Local Coronado resident Tom Rice found closure after his most recent trip back to Normandy where he completed a tandem parachute jump as part of the 75th anniversary of D-Day ceremony. Rice said the jump was amazing, “I had been training to strengthen my upper body for the last 6 weeks so I felt good, the cloud layer was a little lower so we jumped at 6,000 feet an it was warmer than we were expecting since we scheduled to jump at 13,000 feet.” He went on to say that this jump was so much better than the original night jump on D-Day that he describes as the “worst jump of my life.” On top of the bullets flying, the unusual flight pattern the aircraft took, and the night’s conditions, Rice also had a sprained ankle and got caught up on the aircraft when he exited the aircraft making for a difficult start to a long campaign.
Rice became a history teacher after graduating from SDSU, and his understanding and love for history came through during our interview. During his 97 years he has witnessed so many incredible moments, both good and bad: the first man walking on the moon, the Kennedy assassination, the fall of the Berlin Wall, 9/11, but the most powerful moments for him were during his time with the 101st Airborne. He spoke for over an hour recounting his training, preparation for battle, and what it was like landing on the beach of Normandy on D-Day and the 37 days of patrols after that.
He also shared details about the follow-on operation Market Garden in Holland and later his time at the Battle of Bulge where he was shot multiple times in the arm and leg, ending up in the hospital. His injuries were severe enough that they told him he would be sent home to the states, but he refused to go, wanting to return to his unit and finish what he started. As the war came to a close and the fighting had ceased in many areas, Rice became part of the unit’s competitive team competing in track against other units across Europe.

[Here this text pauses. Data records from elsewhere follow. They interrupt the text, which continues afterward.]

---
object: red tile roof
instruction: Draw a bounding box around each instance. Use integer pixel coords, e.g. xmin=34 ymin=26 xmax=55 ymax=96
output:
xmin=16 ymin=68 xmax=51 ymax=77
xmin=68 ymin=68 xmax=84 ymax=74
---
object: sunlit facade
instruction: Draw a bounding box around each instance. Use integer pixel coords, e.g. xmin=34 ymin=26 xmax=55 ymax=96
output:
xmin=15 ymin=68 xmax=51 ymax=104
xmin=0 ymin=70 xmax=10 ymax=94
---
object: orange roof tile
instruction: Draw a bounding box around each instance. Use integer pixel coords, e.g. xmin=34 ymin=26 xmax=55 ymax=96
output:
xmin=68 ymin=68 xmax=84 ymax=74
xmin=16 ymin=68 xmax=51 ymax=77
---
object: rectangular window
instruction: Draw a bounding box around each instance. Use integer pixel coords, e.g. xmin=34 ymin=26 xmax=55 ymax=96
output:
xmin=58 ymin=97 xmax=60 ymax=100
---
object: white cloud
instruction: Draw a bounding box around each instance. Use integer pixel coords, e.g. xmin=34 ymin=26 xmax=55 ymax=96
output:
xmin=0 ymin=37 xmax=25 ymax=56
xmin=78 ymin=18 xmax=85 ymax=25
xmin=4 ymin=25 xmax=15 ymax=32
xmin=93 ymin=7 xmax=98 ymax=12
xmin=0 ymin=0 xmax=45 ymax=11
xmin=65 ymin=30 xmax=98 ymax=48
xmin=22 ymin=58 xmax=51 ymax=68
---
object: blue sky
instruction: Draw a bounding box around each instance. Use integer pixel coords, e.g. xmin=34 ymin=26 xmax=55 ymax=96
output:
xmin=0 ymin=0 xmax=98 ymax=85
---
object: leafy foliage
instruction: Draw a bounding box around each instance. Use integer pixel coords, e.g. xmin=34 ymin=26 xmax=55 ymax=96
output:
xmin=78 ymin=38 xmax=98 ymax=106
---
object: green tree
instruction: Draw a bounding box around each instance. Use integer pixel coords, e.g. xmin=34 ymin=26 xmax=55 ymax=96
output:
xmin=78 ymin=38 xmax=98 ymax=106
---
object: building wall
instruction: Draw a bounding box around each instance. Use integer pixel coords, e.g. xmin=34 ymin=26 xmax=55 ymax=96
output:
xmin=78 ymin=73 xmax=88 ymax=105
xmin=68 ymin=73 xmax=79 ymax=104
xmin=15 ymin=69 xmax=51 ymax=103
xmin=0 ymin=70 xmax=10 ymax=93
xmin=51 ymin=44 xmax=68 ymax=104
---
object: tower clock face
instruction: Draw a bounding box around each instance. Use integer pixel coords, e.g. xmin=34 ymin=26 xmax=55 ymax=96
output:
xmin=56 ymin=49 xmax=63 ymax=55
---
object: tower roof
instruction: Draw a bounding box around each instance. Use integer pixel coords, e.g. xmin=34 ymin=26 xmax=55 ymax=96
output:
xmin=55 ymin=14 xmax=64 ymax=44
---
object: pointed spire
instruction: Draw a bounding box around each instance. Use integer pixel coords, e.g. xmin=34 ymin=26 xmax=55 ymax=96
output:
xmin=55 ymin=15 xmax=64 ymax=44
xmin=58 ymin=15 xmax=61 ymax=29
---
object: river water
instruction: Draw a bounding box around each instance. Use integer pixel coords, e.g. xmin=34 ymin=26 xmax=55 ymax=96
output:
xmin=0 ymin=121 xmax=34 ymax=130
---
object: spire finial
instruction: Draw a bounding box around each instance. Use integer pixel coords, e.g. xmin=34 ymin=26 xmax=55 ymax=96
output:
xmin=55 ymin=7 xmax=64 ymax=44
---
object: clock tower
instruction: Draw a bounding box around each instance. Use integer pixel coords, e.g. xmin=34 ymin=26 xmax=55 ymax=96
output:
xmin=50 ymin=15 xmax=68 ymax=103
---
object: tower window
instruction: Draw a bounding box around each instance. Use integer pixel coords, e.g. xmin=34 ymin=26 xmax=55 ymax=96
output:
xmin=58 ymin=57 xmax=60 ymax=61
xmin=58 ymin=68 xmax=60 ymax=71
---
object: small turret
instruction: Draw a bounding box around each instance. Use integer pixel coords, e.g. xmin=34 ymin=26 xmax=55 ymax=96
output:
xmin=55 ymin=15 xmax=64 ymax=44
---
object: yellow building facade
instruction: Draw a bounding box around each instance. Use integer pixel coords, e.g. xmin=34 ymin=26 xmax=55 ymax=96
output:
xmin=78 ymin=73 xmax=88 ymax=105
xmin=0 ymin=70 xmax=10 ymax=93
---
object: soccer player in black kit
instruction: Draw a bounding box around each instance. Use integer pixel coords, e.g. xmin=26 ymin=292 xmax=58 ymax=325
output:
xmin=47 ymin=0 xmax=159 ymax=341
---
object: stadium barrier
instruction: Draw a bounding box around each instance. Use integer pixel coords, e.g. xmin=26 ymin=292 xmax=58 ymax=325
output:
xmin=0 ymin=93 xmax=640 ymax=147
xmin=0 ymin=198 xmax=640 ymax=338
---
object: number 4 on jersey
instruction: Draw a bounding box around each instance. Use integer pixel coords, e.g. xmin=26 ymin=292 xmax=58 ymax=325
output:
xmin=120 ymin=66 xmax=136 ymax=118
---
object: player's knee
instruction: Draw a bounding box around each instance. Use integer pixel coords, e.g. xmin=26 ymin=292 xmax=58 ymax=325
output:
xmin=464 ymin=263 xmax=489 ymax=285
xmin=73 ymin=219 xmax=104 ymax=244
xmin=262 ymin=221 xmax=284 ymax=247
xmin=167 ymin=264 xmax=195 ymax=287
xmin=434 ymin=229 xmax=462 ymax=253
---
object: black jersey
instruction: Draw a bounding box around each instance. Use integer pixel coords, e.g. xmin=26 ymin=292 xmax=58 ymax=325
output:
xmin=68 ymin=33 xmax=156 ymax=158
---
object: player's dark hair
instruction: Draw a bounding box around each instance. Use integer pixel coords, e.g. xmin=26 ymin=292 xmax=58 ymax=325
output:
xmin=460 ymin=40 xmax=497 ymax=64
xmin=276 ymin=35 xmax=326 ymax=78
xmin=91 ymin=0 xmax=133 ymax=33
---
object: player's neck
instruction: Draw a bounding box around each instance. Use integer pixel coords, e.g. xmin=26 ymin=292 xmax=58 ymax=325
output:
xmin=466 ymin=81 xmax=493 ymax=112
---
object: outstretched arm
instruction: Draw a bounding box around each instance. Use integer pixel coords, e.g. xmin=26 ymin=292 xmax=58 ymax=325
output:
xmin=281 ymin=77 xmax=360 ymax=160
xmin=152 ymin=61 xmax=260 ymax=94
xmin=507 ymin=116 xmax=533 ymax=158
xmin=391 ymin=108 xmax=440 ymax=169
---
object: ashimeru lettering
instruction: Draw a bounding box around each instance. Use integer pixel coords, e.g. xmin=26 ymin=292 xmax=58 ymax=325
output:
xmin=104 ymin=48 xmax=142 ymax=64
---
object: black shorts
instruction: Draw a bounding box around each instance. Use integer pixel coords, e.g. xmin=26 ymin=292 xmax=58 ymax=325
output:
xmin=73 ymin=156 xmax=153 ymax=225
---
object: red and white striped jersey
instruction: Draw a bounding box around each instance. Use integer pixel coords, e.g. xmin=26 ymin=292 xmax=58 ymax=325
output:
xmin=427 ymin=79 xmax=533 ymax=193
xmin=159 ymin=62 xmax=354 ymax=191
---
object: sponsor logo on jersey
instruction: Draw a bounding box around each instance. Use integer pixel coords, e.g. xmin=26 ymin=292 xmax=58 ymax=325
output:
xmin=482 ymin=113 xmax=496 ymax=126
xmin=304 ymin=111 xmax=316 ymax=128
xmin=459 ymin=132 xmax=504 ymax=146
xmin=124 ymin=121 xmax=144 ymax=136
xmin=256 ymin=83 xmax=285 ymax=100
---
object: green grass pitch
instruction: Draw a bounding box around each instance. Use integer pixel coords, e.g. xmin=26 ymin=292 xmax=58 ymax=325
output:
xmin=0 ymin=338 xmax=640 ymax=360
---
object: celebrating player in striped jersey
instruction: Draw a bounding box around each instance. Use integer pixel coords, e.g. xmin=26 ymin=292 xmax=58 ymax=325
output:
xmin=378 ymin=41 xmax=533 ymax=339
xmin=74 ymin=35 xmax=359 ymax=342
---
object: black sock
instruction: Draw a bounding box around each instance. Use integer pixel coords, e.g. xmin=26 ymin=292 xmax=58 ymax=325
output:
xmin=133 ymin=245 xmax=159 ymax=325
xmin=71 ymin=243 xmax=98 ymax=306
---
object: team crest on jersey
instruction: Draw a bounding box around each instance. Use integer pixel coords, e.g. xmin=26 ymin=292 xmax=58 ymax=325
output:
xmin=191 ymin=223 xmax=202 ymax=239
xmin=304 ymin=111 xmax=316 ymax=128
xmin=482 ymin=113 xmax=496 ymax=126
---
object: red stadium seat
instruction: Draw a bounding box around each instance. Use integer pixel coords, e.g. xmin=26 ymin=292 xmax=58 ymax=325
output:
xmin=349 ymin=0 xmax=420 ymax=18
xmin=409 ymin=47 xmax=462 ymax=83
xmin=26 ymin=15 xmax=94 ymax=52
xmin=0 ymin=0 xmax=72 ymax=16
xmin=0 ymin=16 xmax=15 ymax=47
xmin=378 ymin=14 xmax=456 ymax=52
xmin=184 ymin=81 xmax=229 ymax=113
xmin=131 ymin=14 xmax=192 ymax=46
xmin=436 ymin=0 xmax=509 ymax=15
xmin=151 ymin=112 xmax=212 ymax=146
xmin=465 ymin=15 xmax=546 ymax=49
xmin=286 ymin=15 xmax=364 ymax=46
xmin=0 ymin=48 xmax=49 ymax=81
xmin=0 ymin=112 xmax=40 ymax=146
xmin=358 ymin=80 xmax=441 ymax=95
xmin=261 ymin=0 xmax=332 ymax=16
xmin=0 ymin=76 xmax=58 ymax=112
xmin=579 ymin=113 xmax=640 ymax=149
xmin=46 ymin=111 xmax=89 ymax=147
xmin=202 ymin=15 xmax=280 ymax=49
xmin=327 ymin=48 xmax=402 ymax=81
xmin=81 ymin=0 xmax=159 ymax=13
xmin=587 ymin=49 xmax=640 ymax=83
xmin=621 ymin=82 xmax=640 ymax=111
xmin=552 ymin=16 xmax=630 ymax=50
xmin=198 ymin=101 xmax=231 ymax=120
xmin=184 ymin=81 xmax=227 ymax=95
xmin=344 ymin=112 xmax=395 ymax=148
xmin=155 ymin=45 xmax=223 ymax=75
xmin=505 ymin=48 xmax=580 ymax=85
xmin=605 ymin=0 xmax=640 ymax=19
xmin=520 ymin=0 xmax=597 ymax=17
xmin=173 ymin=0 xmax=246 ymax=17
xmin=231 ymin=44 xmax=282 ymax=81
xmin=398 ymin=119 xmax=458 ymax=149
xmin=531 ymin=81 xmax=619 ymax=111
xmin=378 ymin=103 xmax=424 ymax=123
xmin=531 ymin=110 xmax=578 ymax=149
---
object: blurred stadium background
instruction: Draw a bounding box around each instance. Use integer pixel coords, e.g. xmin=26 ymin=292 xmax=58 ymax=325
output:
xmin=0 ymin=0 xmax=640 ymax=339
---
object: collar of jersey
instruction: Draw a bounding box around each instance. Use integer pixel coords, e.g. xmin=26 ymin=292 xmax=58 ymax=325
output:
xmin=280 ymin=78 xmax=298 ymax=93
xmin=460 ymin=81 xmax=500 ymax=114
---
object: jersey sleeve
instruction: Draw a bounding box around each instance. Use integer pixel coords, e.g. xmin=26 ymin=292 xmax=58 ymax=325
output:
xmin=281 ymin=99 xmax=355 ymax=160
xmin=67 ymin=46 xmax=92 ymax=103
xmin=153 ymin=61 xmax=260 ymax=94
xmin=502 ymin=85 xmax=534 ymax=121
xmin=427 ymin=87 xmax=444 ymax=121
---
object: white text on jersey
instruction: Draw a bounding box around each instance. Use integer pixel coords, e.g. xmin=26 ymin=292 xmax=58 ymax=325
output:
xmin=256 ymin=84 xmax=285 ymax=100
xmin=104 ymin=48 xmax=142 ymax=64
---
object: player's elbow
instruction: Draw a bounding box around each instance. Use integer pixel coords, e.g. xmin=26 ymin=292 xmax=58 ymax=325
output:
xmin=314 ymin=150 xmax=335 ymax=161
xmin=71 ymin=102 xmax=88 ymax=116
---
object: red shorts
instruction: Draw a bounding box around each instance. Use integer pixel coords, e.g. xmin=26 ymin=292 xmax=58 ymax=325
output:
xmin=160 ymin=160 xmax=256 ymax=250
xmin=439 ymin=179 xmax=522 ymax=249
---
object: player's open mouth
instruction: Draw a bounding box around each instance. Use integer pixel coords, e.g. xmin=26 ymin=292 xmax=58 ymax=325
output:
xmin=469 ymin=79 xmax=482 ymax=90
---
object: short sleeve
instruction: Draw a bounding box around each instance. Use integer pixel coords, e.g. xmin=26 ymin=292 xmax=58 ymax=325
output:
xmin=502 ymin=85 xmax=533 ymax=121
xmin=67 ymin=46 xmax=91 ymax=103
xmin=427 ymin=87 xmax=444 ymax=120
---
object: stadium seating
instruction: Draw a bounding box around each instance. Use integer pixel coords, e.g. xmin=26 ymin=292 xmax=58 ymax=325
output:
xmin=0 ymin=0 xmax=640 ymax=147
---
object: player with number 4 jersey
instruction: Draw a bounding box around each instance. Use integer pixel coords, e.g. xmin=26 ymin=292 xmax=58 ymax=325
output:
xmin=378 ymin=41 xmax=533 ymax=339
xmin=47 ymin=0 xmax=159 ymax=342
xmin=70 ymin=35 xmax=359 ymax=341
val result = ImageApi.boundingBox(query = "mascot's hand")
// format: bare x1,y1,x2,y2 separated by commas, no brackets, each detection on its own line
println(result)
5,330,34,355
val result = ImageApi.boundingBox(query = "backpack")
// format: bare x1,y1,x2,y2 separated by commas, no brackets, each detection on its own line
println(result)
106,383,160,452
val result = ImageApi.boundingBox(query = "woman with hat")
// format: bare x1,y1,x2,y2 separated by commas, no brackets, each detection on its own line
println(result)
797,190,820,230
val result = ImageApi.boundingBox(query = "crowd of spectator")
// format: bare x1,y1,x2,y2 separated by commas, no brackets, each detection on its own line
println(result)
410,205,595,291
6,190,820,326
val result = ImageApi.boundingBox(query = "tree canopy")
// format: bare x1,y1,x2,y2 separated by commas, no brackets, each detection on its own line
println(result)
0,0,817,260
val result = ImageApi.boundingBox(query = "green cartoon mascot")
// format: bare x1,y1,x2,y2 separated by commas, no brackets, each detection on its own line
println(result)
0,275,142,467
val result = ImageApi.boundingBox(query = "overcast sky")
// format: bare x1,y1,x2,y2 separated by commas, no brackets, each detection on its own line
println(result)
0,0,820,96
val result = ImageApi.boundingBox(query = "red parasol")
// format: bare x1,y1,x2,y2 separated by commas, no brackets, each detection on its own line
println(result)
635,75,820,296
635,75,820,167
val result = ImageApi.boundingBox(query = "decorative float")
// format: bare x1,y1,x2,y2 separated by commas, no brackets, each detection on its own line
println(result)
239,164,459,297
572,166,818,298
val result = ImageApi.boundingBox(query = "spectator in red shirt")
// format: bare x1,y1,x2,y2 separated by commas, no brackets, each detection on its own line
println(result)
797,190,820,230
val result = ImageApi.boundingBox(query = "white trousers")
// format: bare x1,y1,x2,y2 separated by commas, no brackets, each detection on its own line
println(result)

Upon return to the states after the war, Rice went back to his studies at SDSU, was student body president for a year and coached cross country for a short time, and later taught history at a Chula Vista High School. Like many veterans of WWII, Rice didn’t talk much of his war experiences as he said, “GIs who came back all suffer from the fame, blame, and and shame that constantly surrounds us.” But later in life, he came to appreciate the importance of sharing his story and has been active in tours and telling the history of his time in the 101st Airborne. He shared stories of what type of soldiers they were selecting for Airborne division and said they wanted innovative, intelligent athletes who love adventure, and he fit each of those criteria. He would go on to face many unbelievable scenarios in war that couldn’t be taught in a classroom; instead he said, “They taught us to develop character to deal with chaos, from chaos we reduced it to danger, then from danger to inconvenience, then we forget it and get the job done. There was chaos in front of us every day.” This training helped keep him alive against the odds. Of those assigned to the 101st Airborne Division that jumped on D-Day, 182 were killed, 557 wounded, and 501 missing.
Rice has returned to Normandy, and all of the areas in which he fought, throughout the years, and each time he gains a bit of closure. He also meets others veterans or family members of veterans who are looking for closure as well and they share stories of the past, attempting to close that chapter in their lives.
Rice now lives with his wife Brenda in his family’s original home built in 1938 in central Coronado. He fondly remembers his youth in Coronado, growing up in a military town, going to dances every Friday and Saturday night. He is the son of a Naval Aviator who sadly died in an plane crash in Panama when Tom was just a child. He is aware he is an anomaly as an Army veteran in a Navy town and is proud of the fact that he is the only 101st Airborne veteran from Coronado. He plans to continue to share his story and return to Normandy every year on the anniversary of D-Day as long as he can.